A hurdle rate, which is also known as minimum acceptable rate of return (MARR), is the minimum required rate of return or target rate that investors are expecting to receive on an investment. The rate is determined by assessing the cost of capital, risks involved, current opportunities in business expansion, rates of return for similar investments, and other factors that could directly affect an investment.
Before accepting and implementing a certain investment project, its internal rate of return (IRR) should be equal to or greater than the hurdle rate. Any potential investments must possess a return rate that is higher than the hurdle rate in order for it to be acceptable in the long run.
What are the methods used to determine a hurdle rate?

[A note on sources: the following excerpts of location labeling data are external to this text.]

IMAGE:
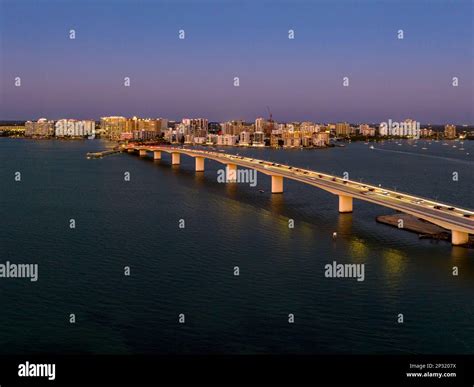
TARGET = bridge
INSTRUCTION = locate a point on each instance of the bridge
(458, 220)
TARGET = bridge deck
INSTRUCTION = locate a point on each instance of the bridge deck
(442, 214)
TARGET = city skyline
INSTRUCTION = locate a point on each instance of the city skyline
(299, 79)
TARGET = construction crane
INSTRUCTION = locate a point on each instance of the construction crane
(270, 113)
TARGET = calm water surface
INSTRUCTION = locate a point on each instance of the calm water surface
(190, 270)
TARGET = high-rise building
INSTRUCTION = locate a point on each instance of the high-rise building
(112, 127)
(40, 128)
(343, 129)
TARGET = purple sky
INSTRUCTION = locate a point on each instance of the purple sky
(299, 79)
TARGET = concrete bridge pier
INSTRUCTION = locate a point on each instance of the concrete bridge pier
(345, 204)
(199, 164)
(231, 173)
(277, 184)
(175, 158)
(459, 237)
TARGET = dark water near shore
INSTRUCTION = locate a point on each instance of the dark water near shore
(190, 270)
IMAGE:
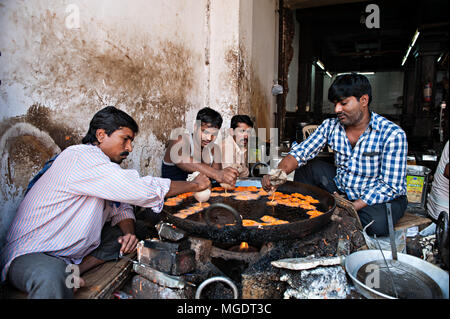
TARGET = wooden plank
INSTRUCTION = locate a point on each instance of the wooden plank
(104, 279)
(409, 220)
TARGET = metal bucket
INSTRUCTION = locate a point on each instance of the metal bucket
(413, 277)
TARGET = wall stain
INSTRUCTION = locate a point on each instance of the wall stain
(77, 73)
(251, 98)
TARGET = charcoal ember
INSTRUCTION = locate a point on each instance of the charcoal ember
(318, 283)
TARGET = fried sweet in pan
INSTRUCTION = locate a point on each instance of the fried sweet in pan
(307, 207)
(249, 222)
(226, 194)
(272, 203)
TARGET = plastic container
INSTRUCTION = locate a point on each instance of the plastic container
(416, 185)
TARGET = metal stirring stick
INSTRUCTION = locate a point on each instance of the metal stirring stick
(389, 271)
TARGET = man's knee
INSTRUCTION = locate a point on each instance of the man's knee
(41, 276)
(52, 283)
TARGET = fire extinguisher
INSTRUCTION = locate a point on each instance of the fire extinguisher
(427, 92)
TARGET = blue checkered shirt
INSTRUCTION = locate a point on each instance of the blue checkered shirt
(374, 171)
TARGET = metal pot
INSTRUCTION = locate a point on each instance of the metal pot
(414, 278)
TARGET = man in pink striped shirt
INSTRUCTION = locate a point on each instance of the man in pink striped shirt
(79, 211)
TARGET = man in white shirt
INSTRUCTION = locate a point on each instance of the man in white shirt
(234, 146)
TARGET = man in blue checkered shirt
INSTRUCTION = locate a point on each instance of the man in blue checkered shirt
(369, 153)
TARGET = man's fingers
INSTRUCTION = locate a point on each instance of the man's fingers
(129, 243)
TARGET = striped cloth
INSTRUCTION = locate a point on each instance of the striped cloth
(374, 171)
(64, 212)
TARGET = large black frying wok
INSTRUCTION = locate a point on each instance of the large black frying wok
(211, 222)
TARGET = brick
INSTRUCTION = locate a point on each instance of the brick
(143, 288)
(202, 248)
(184, 262)
(166, 246)
(170, 232)
(169, 261)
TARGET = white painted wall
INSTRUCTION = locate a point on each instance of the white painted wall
(160, 61)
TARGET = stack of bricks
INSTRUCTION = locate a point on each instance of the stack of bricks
(162, 264)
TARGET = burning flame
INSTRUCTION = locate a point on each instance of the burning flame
(243, 246)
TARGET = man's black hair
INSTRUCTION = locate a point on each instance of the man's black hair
(347, 85)
(240, 119)
(110, 119)
(209, 116)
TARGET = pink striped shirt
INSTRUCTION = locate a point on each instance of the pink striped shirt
(64, 213)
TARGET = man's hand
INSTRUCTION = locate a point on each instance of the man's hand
(275, 178)
(228, 176)
(129, 243)
(265, 183)
(357, 204)
(202, 182)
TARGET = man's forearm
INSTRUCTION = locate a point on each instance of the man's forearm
(126, 226)
(359, 204)
(288, 164)
(180, 187)
(200, 167)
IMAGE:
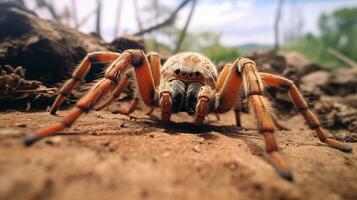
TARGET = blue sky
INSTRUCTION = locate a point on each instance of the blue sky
(238, 21)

Most companies use their weighted average cost of capital (WACC) as a hurdle rate for investments. The stems from the fact that companies can buy back their own shares as an alternative to making a new investment, and would presumably earn their WACC as the rate of return. In this way, investing in their own shares (earning their WACC) represents the opportunity cost of any alternative investment.
Another way of looking at the hurdle rate is that it’s the required rate of return investors demand from a company. Therefore, any project the company invests in must be equal to or ideally greater than its cost of capital.
A more refined approach is to look at the risk of individual investments and add or deduct a risk premium based on that. For example, a company has a WACC of 12% and half its assets are in Argentina (high risk), and half its assets are in the United States (low risk). If the company is looking at one new investment in Argentina and one new investment in the United States, it should not use the same hurdle rate to compare them. Instead, it should use a higher rate for the investment in Argentina and a lower one for the investment in the U.S.
What factors to consider when setting a hurdle rate?
In analyzing a potential investment, a company must first hold a preliminary evaluation to test if a project has a positive net present value. Care must be exercised, as setting a very high rate could be a hindrance to other profitable projects and could also favor short-term investments over the long-term ones. A low hurdle rate could also result in an unprofitable project.
Key considerations include:
- Risk premium – Assigning a risk value for the anticipated risk involved with the project. Riskier investments generally have greater hurdle rates than less risky ones.
- Inflation rate – If the economy is experiencing mild inflation, that may influence the final rate by 1%-2%. There are instances when inflation may be the most significant factor to consider.
- Interest rate – Interest rates represent an opportunity cost that could be earned on another investment, so any hurdle rate needs to be compared to real interest rates.
How to use the hurdle rate to evaluate an investment?
The most common way to use the hurdle rate to evaluate an investment is by performing a discounted cash flow (DCF) analysis. The DCF analysis method uses the concept of the time value of money (opportunity cost) to forecast all future cash flows and then discount them back to today’s value to provide the net present value.
In order to do this, the company needs to perform some financial modeling. The first step is to model out all the revenues, expenses, capital costs, etc., in an Excel spreadsheet and develop a forecast. The forecast needs to include the free cash flow of the investment over its lifetime. Once all the cash flows are in place, use the XNPV function in Excel to discount the cash flows back to today at the set hurdle rate. If the resulting Net Present Value (NPV) is greater than zero, the project exceeds the hurdle rate, and if the NPV is negative it does not meet it.
As you can see in the example above, if a hurdle rate (discount rate) of 12% is used, the investment opportunity has a net present value of $378,381. This means if the cost of making the investment is less than $378,381, then its expected return will exceed the hurdle rate. If the cost is more than $378,381, then the expected return will be lower than the hurdle rate.
Learn more about rates of return in CFI’s financial modeling & valuation courses.
How important is the hurdle rate in capital investments?
The hurdle rate is often set to the weighted average cost of capital (WACC), also known as the benchmark or cut-off rate. Generally, it is utilized to analyze a potential investment, taking the risks involved and the opportunity cost of foregoing other projects into consideration. One of the main advantages of a hurdle rate is its objectivity, which prevents management from accepting a project based on non-financial factors. Some projects get more attention due to popularity, while others involve the use of new and exciting technology.
What are the limitations of using a hurdle rate?
It’s not always as straightforward as picking the investment with the highest internal rate of return. A few important points to note are:
- Hurdle rates can favor investments with high rates of return, even if the dollar amount (NPV) is very small.
- They may reject huge dollar value projects that may generate more cash for the investors but at a lower rate of return.
- The cost of capital is usually the basis of a hurdle rate and it may change over time.